Entah apa yang ada di benak panitia atau kepala desa sekarang ini, seleksi perades dilaksanakan dengan menggunakan sistem Computer Assisted Test (CAT). Tempat test nya pun dipilihkan kampus yang lokasinya jauh dari Blora, jaraknya lebih 100 Km. Padahal tak sedikit perguruan tinggi di Blora yang memiliki jaringan komputer, bahkan di Cepu juga ada sekolah tinggi teknologi yang memiliki jurusan komputer.
Jika akhirnya hasil test CAT di Semarang menuai banyak gugatan, diduga keterlibatan perguruan tinggi yang harusnya bisa “membantu” Blora meningkatkan kualitas penyaringan malah dijadikan tempat “pembantaian” peserta yang tidak didukung panitia atau desa.

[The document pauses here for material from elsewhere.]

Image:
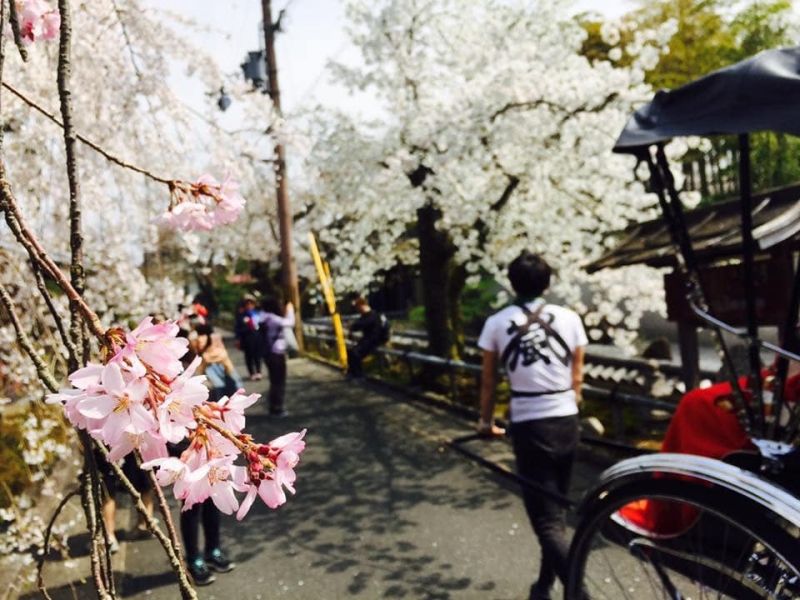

Tak ada kejahatan yang sempurna. Insiden muncul ketika Ami'ul Khasanah warga Desa Talokwohmojo, Kecamatan Ngawen yang hasil CAT-nya peringkat satu dengan nilai 70, tapi yang yang dilantik justru peringkat nomor 3 yang nilainya 66,4.
Seleksi perades dengan menggunakan sistem CAT, inisiatif siapa? Pelaksanaan test dilaksanakan di luar wilayah Blora itu anjuran siapa?
Kabarnya Kades sempat mendapat tekanan jika tidak ikut CAT. Jika ada apa-apa tim pembina gak ikut bertanggung jawab. Melaui surat edaran bupati, tim pembina pula yang menentukan kampus penyelenggara CAT Perades.
Kini sudah ada 9 desa yang dilaporkan, bahkan ada kepala desa yang ditahan terkait ka-sus perades.
Dalam kondisi seperti ini tentunya yang paling dirugikan adalah masyarakat Blora. Kepala desa yang harusnya sudah bisa bekerja bersama perangkat yang baru, sekarang malah terperangkap oleh masalah yang membuatnya harus riwa riwi ke kantor polisi.